Por Rafael dos Santos Pereira*

A natureza do trabalho na universidade é essencialmente educacional! Isso significa que produzimos educação, e a educação, tal como nós produzimos na universidade, não pode ser mensurada, reduzida em indicadores quaisquer que sejam. Os indicadores podem existir, e existem aos montes, mas eles não dão conta da totalidade do processo educativo e muito menos do fenômeno social, educacional e econômico que nosso trabalho produz. Qualquer ação nesse sentido é reduzir e limitar a contribuição da universidade para a sociedade.

A qualidade do trabalho do TAE vem do seu compromisso institucional e da sua motivação em cumprir suas responsabilidades com o público

No caso do trabalho dos Técnicos-Administrativos em Educação, é um contrassenso achar que mensurar o trabalho e a sua contribuição profissional através da contagem de tempo da carga-horária com um ponto eletrônico vai gerar melhor desempenho ou melhores resultados. A qualidade do trabalho do TAE vem do seu compromisso institucional e da sua motivação em cumprir suas responsabilidades com o público. É impossível mensurar compromisso, dedicação e motivação com um ponto eletrônico. Parece óbvio, mas é preciso dizer: um trabalhador motivado e reconhecido em sua missão como servidor público pode “produzir” muito mais do que um trabalhador cuja motivação é cumprir seu horário para, por exemplo, não ter estresse no setor ou não perder rendimentos.

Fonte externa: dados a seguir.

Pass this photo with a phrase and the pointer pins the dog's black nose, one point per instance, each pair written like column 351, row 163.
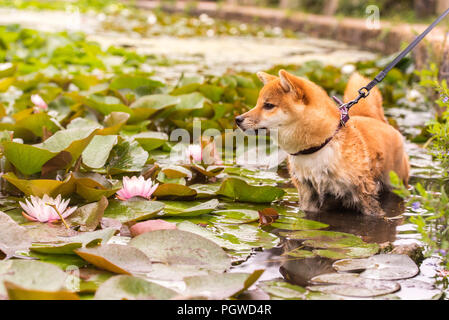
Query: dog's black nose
column 239, row 120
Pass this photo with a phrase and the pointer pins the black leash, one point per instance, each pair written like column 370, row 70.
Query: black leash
column 364, row 91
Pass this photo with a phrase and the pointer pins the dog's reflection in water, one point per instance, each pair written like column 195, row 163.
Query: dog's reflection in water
column 370, row 229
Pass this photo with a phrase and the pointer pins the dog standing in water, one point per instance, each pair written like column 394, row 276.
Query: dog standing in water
column 349, row 163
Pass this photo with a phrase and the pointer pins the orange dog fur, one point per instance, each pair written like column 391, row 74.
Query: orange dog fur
column 354, row 166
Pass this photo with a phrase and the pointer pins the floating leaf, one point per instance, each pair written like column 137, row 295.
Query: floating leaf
column 220, row 286
column 16, row 292
column 39, row 187
column 117, row 258
column 88, row 217
column 189, row 208
column 174, row 172
column 296, row 223
column 126, row 157
column 183, row 250
column 239, row 190
column 32, row 275
column 146, row 106
column 27, row 159
column 67, row 245
column 13, row 237
column 97, row 152
column 360, row 251
column 267, row 216
column 126, row 211
column 352, row 285
column 150, row 140
column 173, row 190
column 381, row 266
column 150, row 225
column 125, row 287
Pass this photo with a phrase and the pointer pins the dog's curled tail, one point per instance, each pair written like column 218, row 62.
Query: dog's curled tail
column 370, row 106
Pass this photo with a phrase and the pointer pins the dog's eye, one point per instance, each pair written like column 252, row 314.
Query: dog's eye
column 268, row 106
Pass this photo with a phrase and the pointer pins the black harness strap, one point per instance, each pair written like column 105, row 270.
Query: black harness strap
column 364, row 91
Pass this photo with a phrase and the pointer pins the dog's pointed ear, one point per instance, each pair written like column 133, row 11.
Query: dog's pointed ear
column 286, row 82
column 265, row 77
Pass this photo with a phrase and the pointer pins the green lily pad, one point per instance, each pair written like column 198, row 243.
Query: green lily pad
column 126, row 157
column 360, row 251
column 67, row 245
column 73, row 141
column 88, row 216
column 106, row 104
column 27, row 159
column 296, row 223
column 150, row 140
column 220, row 286
column 381, row 266
column 146, row 106
column 191, row 101
column 239, row 190
column 125, row 287
column 116, row 258
column 173, row 190
column 300, row 253
column 13, row 237
column 183, row 250
column 352, row 285
column 233, row 216
column 40, row 187
column 32, row 275
column 189, row 208
column 176, row 172
column 97, row 152
column 127, row 211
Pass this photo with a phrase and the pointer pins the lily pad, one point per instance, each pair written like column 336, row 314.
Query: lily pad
column 27, row 159
column 352, row 285
column 117, row 258
column 381, row 266
column 296, row 223
column 220, row 286
column 146, row 106
column 182, row 249
column 97, row 152
column 40, row 187
column 173, row 190
column 88, row 217
column 150, row 140
column 32, row 275
column 126, row 211
column 13, row 237
column 239, row 190
column 126, row 287
column 360, row 251
column 67, row 245
column 189, row 208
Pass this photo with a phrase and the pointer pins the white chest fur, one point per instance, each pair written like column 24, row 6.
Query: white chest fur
column 321, row 170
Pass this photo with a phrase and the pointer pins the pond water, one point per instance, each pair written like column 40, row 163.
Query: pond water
column 215, row 55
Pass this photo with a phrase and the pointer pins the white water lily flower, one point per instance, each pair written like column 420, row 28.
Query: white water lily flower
column 42, row 210
column 134, row 186
column 38, row 101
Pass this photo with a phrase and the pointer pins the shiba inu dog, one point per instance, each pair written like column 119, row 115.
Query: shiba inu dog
column 327, row 160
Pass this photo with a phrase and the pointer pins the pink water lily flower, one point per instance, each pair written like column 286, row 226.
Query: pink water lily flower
column 43, row 209
column 134, row 186
column 194, row 152
column 39, row 102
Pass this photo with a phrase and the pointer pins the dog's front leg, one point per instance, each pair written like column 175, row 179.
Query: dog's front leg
column 370, row 205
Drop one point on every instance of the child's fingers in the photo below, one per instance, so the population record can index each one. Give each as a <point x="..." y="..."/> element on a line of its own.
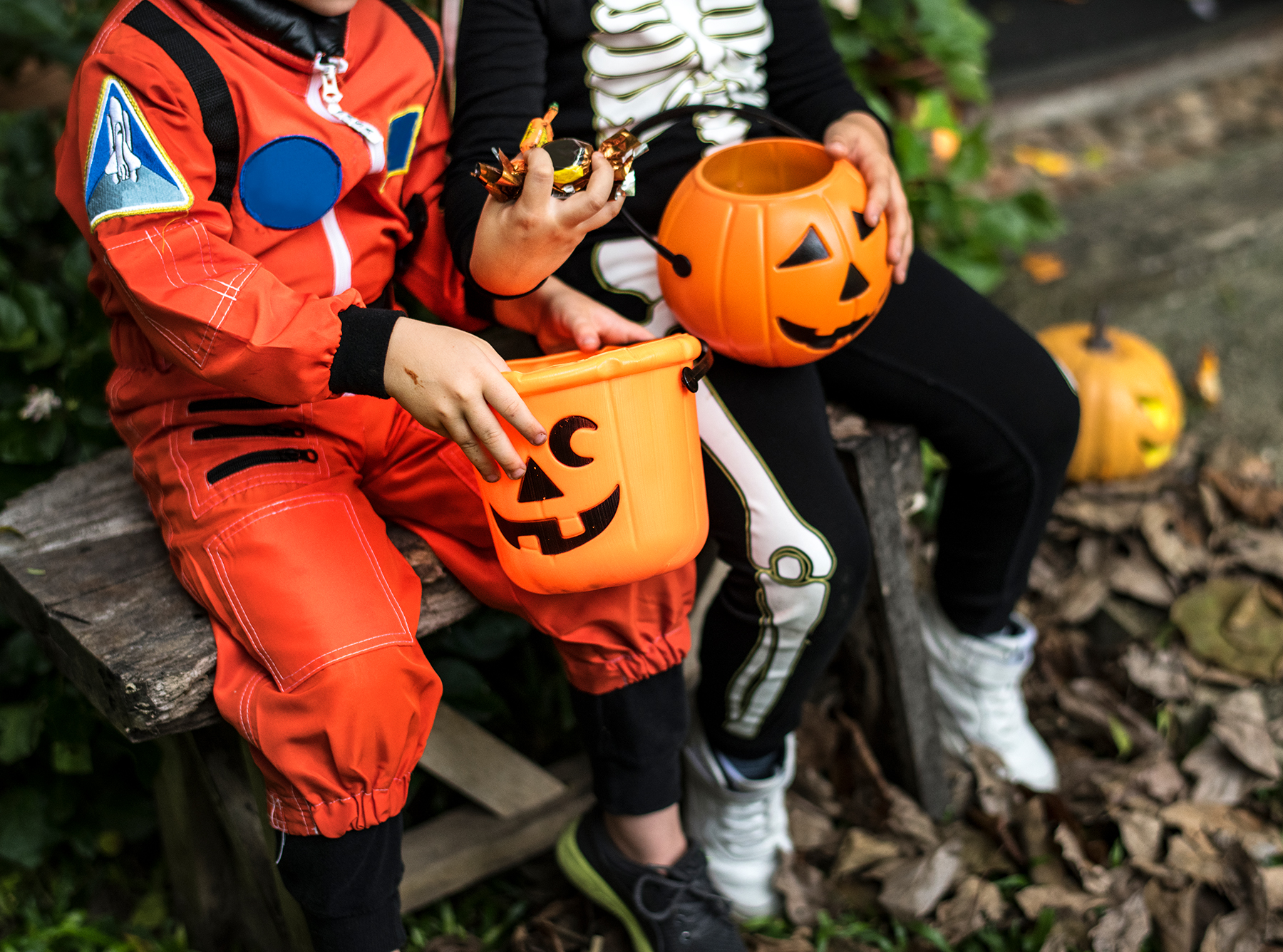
<point x="458" y="430"/>
<point x="539" y="184"/>
<point x="585" y="207"/>
<point x="500" y="394"/>
<point x="492" y="437"/>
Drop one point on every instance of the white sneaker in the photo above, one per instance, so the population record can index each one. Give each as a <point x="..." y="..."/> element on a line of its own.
<point x="978" y="694"/>
<point x="741" y="824"/>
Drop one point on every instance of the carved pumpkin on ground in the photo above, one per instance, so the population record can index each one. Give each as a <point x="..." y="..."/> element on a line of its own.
<point x="783" y="267"/>
<point x="1132" y="407"/>
<point x="616" y="493"/>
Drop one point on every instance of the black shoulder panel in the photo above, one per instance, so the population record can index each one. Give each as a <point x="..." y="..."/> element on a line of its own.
<point x="418" y="29"/>
<point x="207" y="81"/>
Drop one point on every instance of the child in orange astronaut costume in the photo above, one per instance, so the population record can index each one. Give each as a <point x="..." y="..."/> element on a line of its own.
<point x="250" y="175"/>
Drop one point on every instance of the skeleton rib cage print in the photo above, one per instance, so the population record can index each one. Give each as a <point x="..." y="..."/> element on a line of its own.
<point x="648" y="57"/>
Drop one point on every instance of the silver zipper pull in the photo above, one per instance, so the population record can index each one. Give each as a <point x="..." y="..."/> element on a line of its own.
<point x="330" y="67"/>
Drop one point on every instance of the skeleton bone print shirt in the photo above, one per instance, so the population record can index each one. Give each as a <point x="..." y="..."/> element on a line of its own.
<point x="609" y="63"/>
<point x="651" y="57"/>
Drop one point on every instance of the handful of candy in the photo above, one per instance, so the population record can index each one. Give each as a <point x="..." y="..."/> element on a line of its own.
<point x="572" y="160"/>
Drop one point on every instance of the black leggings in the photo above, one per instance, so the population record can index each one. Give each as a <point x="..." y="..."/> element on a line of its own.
<point x="939" y="357"/>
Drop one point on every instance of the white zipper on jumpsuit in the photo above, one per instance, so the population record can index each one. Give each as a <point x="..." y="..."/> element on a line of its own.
<point x="324" y="98"/>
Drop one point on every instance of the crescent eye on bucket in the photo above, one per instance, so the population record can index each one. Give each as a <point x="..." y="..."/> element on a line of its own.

A implantação do controle de carga-horária por ponto eletrônico é baseada em duas premissas que não contribuem para a melhoria do trabalho. A primeira é expressão da visão gerencialista que hegemoniza a administração Universitária, a qual pauta sua ação pelo controle com vistas no mito da eficiência administrativa, a qual considera erroneamente que o trabalhador estar sentado 8 horas por dia em sua estação de trabalho o fará produzir mais, transpondo uma lógica empresarial e industrial para uma instituição pública educacional. A segunda premissa, também oriunda do ideário gerencialista, é a ideia de que o servidor público é preguiçoso e tende a burlar regras e fugir do trabalho, então precisa de um “cabresto” para não fugir! Ambas as premissas são negativas, e suas consequências não têm como ser positivas para a instituição, afinal, que trabalhador gosta de ter uma política institucional que o carimba como ineficiente e preguiçoso?

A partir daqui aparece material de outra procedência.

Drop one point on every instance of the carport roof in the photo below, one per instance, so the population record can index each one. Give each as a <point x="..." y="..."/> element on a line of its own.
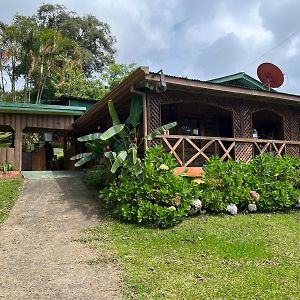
<point x="41" y="109"/>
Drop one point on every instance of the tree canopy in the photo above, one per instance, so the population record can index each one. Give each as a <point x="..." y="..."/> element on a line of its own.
<point x="56" y="52"/>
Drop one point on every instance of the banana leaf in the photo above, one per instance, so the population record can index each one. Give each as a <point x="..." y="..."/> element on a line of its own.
<point x="136" y="109"/>
<point x="112" y="131"/>
<point x="160" y="130"/>
<point x="90" y="137"/>
<point x="119" y="161"/>
<point x="113" y="113"/>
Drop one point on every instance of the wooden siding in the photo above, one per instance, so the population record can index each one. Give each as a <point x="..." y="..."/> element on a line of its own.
<point x="7" y="154"/>
<point x="241" y="109"/>
<point x="18" y="122"/>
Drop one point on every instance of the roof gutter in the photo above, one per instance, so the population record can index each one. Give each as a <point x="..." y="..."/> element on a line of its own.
<point x="215" y="87"/>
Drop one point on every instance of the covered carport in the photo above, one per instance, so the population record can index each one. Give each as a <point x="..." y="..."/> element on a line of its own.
<point x="18" y="117"/>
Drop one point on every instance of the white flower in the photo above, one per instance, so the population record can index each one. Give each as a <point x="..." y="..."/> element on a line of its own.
<point x="232" y="209"/>
<point x="252" y="207"/>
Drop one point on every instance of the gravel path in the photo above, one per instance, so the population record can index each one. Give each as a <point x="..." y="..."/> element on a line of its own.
<point x="39" y="255"/>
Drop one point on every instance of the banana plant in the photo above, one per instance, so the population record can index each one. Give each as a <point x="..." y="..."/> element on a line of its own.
<point x="125" y="136"/>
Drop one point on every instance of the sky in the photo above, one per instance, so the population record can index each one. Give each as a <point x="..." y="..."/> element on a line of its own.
<point x="198" y="39"/>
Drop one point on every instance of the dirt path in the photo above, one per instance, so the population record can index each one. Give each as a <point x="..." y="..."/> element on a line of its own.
<point x="39" y="257"/>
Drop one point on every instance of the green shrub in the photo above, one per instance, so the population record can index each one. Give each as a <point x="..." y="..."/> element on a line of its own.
<point x="224" y="183"/>
<point x="276" y="179"/>
<point x="157" y="198"/>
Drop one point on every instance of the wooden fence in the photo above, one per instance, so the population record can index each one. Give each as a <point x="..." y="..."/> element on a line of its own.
<point x="193" y="151"/>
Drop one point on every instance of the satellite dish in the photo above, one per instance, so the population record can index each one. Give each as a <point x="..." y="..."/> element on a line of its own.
<point x="270" y="75"/>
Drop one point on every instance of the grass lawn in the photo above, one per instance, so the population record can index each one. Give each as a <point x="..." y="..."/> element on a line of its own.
<point x="10" y="190"/>
<point x="206" y="257"/>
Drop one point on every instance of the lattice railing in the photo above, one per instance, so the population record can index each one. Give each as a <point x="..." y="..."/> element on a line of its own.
<point x="193" y="151"/>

…o registro e controle de frequência e assiduidade, tanto de TAEs como de Docentes, pode ser realizado com ferramentas transparentes baseadas no planejamento

A adoção do ponto eletrônico para controlar a jornada de trabalho dos TAEs contribui para um clima de desconfiança e subalternização a partir do controle; diferenciação ocupacional na instituição (docentes que ocupam a maior parte das posições de direção na IES não têm nem ponto em papel) e não garante produtividade nem eficiência (nenhuma política gerencialista entregou o que prometeu desde a reforma do MARE, iniciada em 1995).

Penso que o registro e controle de frequência e assiduidade, tanto de TAEs como de Docentes, pode ser realizado com ferramentas transparentes baseadas no planejamento, registro e relatório de trabalho, que poderiam ser submetidos ao controle social e colegiado, respeitando a gestão democrática prevista na LDB 9394/96. Dessa forma é possível, por exemplo, contemplar as centenas de fazeres que existem numa universidade. Esse formato alternativo ao controle quantitativo e coercitivo do relógio de ponto biométrico me parece mais condizente com a natureza da universidade pública como instituição social, e do trabalho realizado nela.

*Rafael dos Santos Pereira, Técnico-Administrativo em Educação (Pedagogo) na UFSC, Doutor em Educação pela UFPR, pesquisa Políticas Educacionais em Ensino Superior. Foi Diretor da Fasubra entre 2015 e 2019. Autor no livro “A universidade eficiente no Brasil: reflexões sobre a política nacional de avaliação e a gestão universitária” (Enunciado Publicações, 2020).